To find the volume of water left in the cylinder, we first calculate the volume of the solid (cone plus hemisphere) and then subtract it from the volume of the cylinder.
The volume of the cone is (1/3)πr²h = (1/3)π×60×120. The volume of the hemisphere is (2/3)πr³ = (2/3)π×60³.
The volume of the cylinder is πr²h = π×60²×180.
Subtracting the combined volume of the cone and hemisphere from the volume of the cylinder gives the volume of water left in the cylinder. This calculation determines how much space the solid occupies in the cylinder, thereby displacing a corresponding volume of water.
Let’s discuss in detail
Volume Displacement in Fluid Mechanics
The problem presents a classic scenario in fluid mechanics and geometry: calculating the volume of water displaced by a solid object submerged in a cylinder. This is a practical application of the principle of displacement, first discovered by Archimedes. The solid object in question is a composite shape, consisting of a right circular cone standing on a hemisphere, both with a radius of 60 cm. The cone has a height of 120 cm. This solid is placed upright in a right circular cylinder, which is full of water. The cylinder has a radius of 60 cm and a height of 180 cm. The objective is to determine the volume of water remaining in the cylinder after the solid is submerged.
Understanding the Volume of the Cylinder
The first step in solving this problem is to calculate the total volume of the cylinder, which represents the initial volume of water. The formula for the volume of a cylinder is πr²h, where r is the radius and h is the height. For our cylinder, with a radius of 60 cm and a height of 180 cm, the volume is π × 60² × 180 cubic centimeters. This volume is crucial as it sets the maximum capacity of water the cylinder can hold.
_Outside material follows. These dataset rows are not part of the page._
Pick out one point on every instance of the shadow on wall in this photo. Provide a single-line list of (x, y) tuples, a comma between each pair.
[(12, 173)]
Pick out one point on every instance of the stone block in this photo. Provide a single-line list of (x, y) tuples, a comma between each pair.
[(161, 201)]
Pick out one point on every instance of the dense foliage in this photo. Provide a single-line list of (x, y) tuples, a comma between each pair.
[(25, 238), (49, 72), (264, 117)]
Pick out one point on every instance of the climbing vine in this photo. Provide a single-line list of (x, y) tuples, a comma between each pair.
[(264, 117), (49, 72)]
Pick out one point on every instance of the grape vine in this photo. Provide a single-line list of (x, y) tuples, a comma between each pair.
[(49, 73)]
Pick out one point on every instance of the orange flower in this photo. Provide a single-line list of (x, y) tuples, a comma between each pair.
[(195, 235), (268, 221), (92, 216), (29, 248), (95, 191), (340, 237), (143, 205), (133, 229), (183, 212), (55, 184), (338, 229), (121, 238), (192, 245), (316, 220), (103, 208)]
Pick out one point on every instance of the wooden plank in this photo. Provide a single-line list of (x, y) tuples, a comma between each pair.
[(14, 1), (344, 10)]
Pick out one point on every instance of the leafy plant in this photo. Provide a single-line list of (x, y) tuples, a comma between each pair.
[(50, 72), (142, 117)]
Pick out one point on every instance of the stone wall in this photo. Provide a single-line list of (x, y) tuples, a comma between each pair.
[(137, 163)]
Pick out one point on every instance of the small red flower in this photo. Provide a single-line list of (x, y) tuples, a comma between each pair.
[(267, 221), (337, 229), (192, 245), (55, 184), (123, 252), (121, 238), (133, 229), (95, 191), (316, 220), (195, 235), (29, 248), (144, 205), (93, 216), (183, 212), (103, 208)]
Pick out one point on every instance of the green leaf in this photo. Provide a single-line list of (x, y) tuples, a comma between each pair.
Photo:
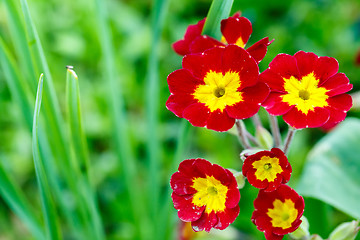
[(81, 155), (118, 115), (332, 170), (48, 207), (220, 9), (152, 108)]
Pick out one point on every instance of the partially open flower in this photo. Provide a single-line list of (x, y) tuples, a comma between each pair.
[(278, 212), (182, 47), (307, 90), (236, 30), (267, 169), (216, 87), (205, 194)]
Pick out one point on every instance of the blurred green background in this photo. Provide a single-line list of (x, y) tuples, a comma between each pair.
[(142, 32)]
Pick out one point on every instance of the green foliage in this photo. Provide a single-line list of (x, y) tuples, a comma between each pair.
[(104, 163), (332, 170)]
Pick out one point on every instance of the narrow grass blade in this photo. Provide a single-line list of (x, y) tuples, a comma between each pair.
[(74, 120), (219, 10), (119, 120), (152, 106), (54, 121), (80, 153), (48, 207), (21, 94), (11, 193)]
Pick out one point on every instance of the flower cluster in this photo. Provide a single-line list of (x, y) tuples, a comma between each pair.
[(219, 84), (278, 208)]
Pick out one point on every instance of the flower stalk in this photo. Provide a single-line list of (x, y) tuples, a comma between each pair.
[(289, 138)]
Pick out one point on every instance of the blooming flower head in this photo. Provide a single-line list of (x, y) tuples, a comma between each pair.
[(205, 194), (278, 212), (307, 90), (267, 169), (235, 30), (216, 87)]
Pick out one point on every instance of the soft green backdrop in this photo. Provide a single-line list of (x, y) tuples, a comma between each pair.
[(121, 52)]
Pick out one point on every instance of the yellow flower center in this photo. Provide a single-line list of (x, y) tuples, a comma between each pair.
[(210, 193), (305, 94), (219, 90), (283, 214), (238, 42), (267, 168)]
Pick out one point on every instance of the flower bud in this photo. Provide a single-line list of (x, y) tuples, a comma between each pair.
[(303, 230), (264, 137), (315, 237), (345, 231), (240, 178), (247, 152)]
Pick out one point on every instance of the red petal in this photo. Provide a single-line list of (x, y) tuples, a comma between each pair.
[(312, 119), (202, 43), (271, 236), (273, 80), (252, 99), (220, 121), (339, 105), (243, 110), (181, 184), (237, 59), (205, 222), (259, 49), (223, 175), (285, 65), (325, 68), (182, 47), (226, 217), (306, 62), (187, 211), (200, 64), (204, 167), (197, 114), (275, 106), (234, 28), (340, 102), (337, 84), (254, 181), (182, 81), (177, 103), (275, 184)]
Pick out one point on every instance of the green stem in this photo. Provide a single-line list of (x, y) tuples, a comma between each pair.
[(219, 10), (152, 107), (242, 134), (275, 130), (288, 139)]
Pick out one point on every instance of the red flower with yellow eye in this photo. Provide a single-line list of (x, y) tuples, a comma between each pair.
[(216, 87), (278, 212), (267, 169), (205, 194), (307, 90), (235, 30)]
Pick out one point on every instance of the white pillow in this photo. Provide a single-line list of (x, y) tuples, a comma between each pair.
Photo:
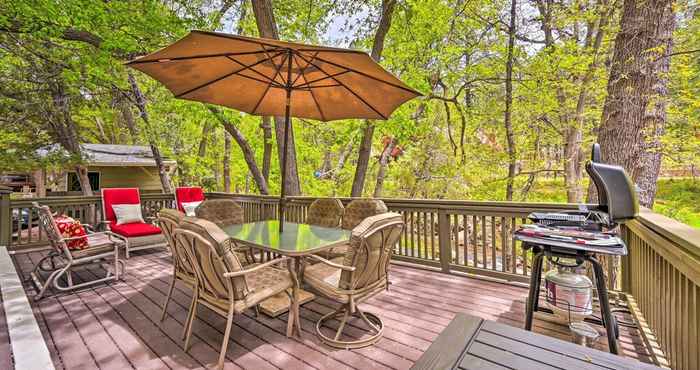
[(127, 213), (189, 207)]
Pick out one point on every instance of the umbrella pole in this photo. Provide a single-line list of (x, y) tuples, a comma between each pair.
[(287, 128)]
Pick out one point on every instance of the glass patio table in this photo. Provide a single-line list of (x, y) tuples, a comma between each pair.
[(296, 241)]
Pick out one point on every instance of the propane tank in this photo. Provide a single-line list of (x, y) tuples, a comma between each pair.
[(569, 294)]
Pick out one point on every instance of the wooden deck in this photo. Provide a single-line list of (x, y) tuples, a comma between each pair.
[(117, 326)]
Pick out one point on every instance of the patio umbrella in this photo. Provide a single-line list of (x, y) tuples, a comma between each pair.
[(276, 78)]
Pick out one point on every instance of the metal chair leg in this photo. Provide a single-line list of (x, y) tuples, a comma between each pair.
[(227, 334), (167, 298)]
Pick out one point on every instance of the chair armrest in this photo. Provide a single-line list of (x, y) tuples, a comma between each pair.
[(256, 268), (332, 264)]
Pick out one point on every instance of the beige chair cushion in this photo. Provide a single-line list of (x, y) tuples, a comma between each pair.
[(262, 284), (359, 209), (226, 248), (369, 252), (325, 212), (222, 212)]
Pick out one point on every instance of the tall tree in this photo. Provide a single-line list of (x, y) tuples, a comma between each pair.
[(140, 102), (267, 27), (507, 115), (634, 114), (365, 150)]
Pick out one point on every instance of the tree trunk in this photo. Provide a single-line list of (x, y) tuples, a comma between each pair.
[(141, 105), (67, 132), (227, 162), (634, 114), (248, 153), (383, 164), (206, 129), (510, 136), (267, 27), (365, 150), (266, 126)]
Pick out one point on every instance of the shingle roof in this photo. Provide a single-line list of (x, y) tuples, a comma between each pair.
[(116, 155)]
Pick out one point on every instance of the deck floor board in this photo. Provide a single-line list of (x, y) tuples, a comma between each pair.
[(118, 326)]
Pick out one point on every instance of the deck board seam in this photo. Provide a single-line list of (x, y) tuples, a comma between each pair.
[(240, 344), (280, 318)]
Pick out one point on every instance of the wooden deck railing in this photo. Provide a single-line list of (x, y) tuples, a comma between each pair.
[(661, 273)]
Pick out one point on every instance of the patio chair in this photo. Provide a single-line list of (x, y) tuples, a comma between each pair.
[(224, 212), (223, 285), (138, 233), (67, 253), (169, 220), (356, 211), (188, 198), (325, 212), (362, 273)]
Calculating the Volume of the Cone
Next, we calculate the volume of the cone, which is part of the solid object submerged in the water. The formula for the volume of a cone is (1/3)πr²h. With a radius of 60 cm and a height of 120 cm, the volume of the cone is (1/3)π×60²×120 cubic centimeters. This volume is significant as it represents a portion of the space that the solid occupies in the cylinder.
Determining the Volume of the Hemisphere
The other part of the solid object is a hemisphere. The formula for the volume of a hemisphere is (2/3)πr³. With a radius of 60 cm, the volume of the hemisphere is (2/3)π×60³ cubic centimeters. This volume, combined with that of the cone, gives the total volume of the solid object that displaces the water in the cylinder.
Total Volume Displaced by the Solid
To find the total volume displaced by the solid, we add the volumes of the cone and the hemisphere. This total volume represents the amount of water that will be displaced when the solid is submerged in the cylinder. The principle of displacement states that the volume of fluid displaced by a submerged object is equal to the volume of the object. Therefore, the combined volume of the cone and hemisphere is the key to determining how much water is displaced from the cylinder.
Calculating the Volume of Water Left in the Cylinder
The final step is to calculate the volume of water left in the cylinder. This is done by subtracting the total volume displaced by the solid (the sum of the volumes of the cone and hemisphere) from the total volume of the cylinder. The result gives us the volume of water that remains in the cylinder after the solid object is submerged. This calculation is essential for understanding the relationship between the volume of a submerged object and the volume of fluid it displaces.
Practical Applications of Displacement and Volume Calculations
In conclusion, this exercise demonstrates the practical application of geometric principles and the principle of displacement in fluid mechanics. It highlights the importance of understanding the volumes of various shapes and how they interact with fluids. Such calculations are crucial in fields like engineering, design, and physics, where understanding the behavior of fluids and solids in confined spaces is essential. This problem-solving approach not only reinforces the understanding of geometric calculations but also illustrates the real-world applications of these concepts in understanding and predicting the behavior of physical systems.